Trump Implements Tariff Strategy, Challenging Economic Norms
President Trump recently announced trade agreements with Japan, the Philippines, and Indonesia. These deals are more than just diplomatic successes; they serve as real-world applications of a theoretical concept in economics known as Optimal Tariff Theory. They highlight significant shortcomings in the prevailing academic consensus over the years.
Economists have long taught that while tariffs might seem beneficial in theory, they often lead to negative consequences in practice. The conventional wisdom suggests that the risk of retaliation makes using tariffs too perilous. Although the concept of optimal tariffs has been acknowledged in lectures, it has largely remained an abstract idea. Responsible policymakers often argue that any potential gains from improved tariff revenue or trade terms are outweighed by the risks of trade wars, export declines, and diplomatic breakdowns, resulting in a hesitance to challenge these views.
However, this week, the reality of Trump’s trade negotiations proved otherwise, as he achieved noteworthy victories.
Changing the Landscape
On Tuesday, Trump unveiled three distinct trade agreements with significant Pacific allies. The Philippines committed to eliminating tariffs on US goods, opening its markets, and enhancing military cooperation with the US. In exchange, the US will impose a 19% tariff on Philippine exports. Shortly after, Indonesia agreed to a similar deal, scrapping 99% of customs duties on American industry, agriculture, and technical products while accepting a 19% tariff on its exports to the US.
The most significant agreement came when Japan accepted a 15% tariff on its exports to the US, which includes automobiles and components. In return, Japan will allow imports of US cars that meet American standards—a departure from its previous criteria. Furthermore, Japan committed to purchasing 100 Boeing aircraft and increasing defense spending with US companies to $17 billion annually, along with a staggering $550 billion investment in US projects.
All these agreements follow a similar pattern. Foreign nations are accepting higher tariffs on their exports, while offering essential concessions to lower or eliminate tariffs on US goods, ensuring continued access to the American market. This approach is a far cry from protectionism or isolationism; rather, it embodies strategic bilateralism.
Challenging Economic Assumptions
One of the most striking aspects of these agreements is what didn’t occur: There were no retaliatory measures, anti-dumping actions, or diplomatic fallout. In fact, Trump’s negotiation tactics demonstrated that the symmetrical assumption of retaliation—which forms the basis of modern trade theory—might not hold true. The Philippines, Indonesia, and Japan seem to prioritize access to American consumers over retaliating against newly imposed tariffs.

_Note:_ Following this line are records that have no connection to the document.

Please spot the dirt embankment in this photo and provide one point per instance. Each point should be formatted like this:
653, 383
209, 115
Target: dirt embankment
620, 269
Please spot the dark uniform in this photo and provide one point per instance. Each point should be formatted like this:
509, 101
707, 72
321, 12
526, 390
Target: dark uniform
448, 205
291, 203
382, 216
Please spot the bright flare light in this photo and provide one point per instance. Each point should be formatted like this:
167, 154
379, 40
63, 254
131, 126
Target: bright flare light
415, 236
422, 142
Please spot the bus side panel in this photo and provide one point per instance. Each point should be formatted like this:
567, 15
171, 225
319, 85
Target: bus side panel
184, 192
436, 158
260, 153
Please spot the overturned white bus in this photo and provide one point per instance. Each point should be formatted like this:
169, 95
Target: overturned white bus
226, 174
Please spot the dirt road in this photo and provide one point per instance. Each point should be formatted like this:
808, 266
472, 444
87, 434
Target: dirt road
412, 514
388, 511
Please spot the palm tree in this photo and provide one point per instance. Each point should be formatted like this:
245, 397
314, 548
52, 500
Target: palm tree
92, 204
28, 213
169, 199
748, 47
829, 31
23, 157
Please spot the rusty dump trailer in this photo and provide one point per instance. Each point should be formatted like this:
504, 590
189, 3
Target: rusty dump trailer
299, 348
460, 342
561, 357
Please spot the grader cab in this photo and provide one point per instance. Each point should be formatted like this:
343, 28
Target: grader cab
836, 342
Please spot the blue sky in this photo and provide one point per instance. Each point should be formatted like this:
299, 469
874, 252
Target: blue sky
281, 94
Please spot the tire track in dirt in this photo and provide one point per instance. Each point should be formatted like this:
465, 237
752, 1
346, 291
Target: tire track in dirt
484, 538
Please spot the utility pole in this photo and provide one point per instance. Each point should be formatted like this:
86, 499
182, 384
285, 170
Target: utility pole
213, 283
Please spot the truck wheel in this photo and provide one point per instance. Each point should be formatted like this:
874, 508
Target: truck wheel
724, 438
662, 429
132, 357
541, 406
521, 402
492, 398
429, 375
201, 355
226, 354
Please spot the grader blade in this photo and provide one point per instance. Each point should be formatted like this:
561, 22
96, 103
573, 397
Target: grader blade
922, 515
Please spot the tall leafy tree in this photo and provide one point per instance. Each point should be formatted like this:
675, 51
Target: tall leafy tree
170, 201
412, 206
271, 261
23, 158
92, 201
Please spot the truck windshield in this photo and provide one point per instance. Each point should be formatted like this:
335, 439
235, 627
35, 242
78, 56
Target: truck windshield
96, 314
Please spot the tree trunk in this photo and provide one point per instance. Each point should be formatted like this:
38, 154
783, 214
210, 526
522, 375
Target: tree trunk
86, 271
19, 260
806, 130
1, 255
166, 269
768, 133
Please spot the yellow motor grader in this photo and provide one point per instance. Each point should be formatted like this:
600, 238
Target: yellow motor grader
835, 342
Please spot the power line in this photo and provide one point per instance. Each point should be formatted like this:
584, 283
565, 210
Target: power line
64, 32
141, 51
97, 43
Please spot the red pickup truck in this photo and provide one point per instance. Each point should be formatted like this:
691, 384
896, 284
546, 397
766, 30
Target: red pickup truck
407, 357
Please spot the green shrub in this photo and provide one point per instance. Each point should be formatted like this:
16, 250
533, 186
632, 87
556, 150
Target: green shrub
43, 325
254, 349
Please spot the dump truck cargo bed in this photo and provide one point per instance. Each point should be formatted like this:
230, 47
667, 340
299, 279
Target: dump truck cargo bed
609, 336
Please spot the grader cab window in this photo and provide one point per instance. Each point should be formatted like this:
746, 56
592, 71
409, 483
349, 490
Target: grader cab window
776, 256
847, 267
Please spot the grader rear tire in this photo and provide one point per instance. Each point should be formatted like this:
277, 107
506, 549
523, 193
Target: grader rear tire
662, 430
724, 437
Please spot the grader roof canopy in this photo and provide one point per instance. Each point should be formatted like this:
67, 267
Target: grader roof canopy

The prevailing post-war trade consensus among economists, including those at the Federal Reserve, hinges on the belief that retaliation is swift and severe. However, Trump’s actions suggest that this assumption is not an economic mandate but rather a political bluff.
This misconception has troubled trade economists for a long time. Their research often assumes retaliation as a given, but that’s more of a political expectation than an economic one. Adopting this assumption doesn’t align with the realities of state behavior.
Now it’s clear that such a viewpoint was misguided. This shift could fundamentally alter how the US interacts within the global economy. Tariffs are no longer just relics of the past; they are now a means of negotiation effectively aimed at reshaping the landscape in favor of American interests rather than stifling trade. These aren’t blanket restrictions; they’re targeted agreements designed to reward aligned allies while penalizing those who exploit US openness without offering equivalent benefits.
Reinforcing National Interests
What these agreements illustrate is that the logic of Optimal Tariff Theory can indeed work when combined with real power and political resolve. The US plays a unique role in the global trading system, with its consumer market being irreplaceable and the dollar serving as the world’s reserve currency. This situation affords Washington leverage that other nations can’t match, and Trump seems willing to utilize that leverage where others hesitate.
Not only has Trump managed to enhance American trade terms, but he has also assured zero tariffs on US exports, created new demands for American products, and encouraged unprecedented levels of investment. National advantages serve as a crucial organizational principle in international economics.
For decades, there has been a prevailing elite perspective warning that leveraging tariffs would lead to chaos. Yet, Trump’s signing of these three major agreements counters that narrative. The tariffs have been applied, but there was no anticipated retaliation, and America has emerged strong.
The dynamics of the global trade landscape have indeed shifted.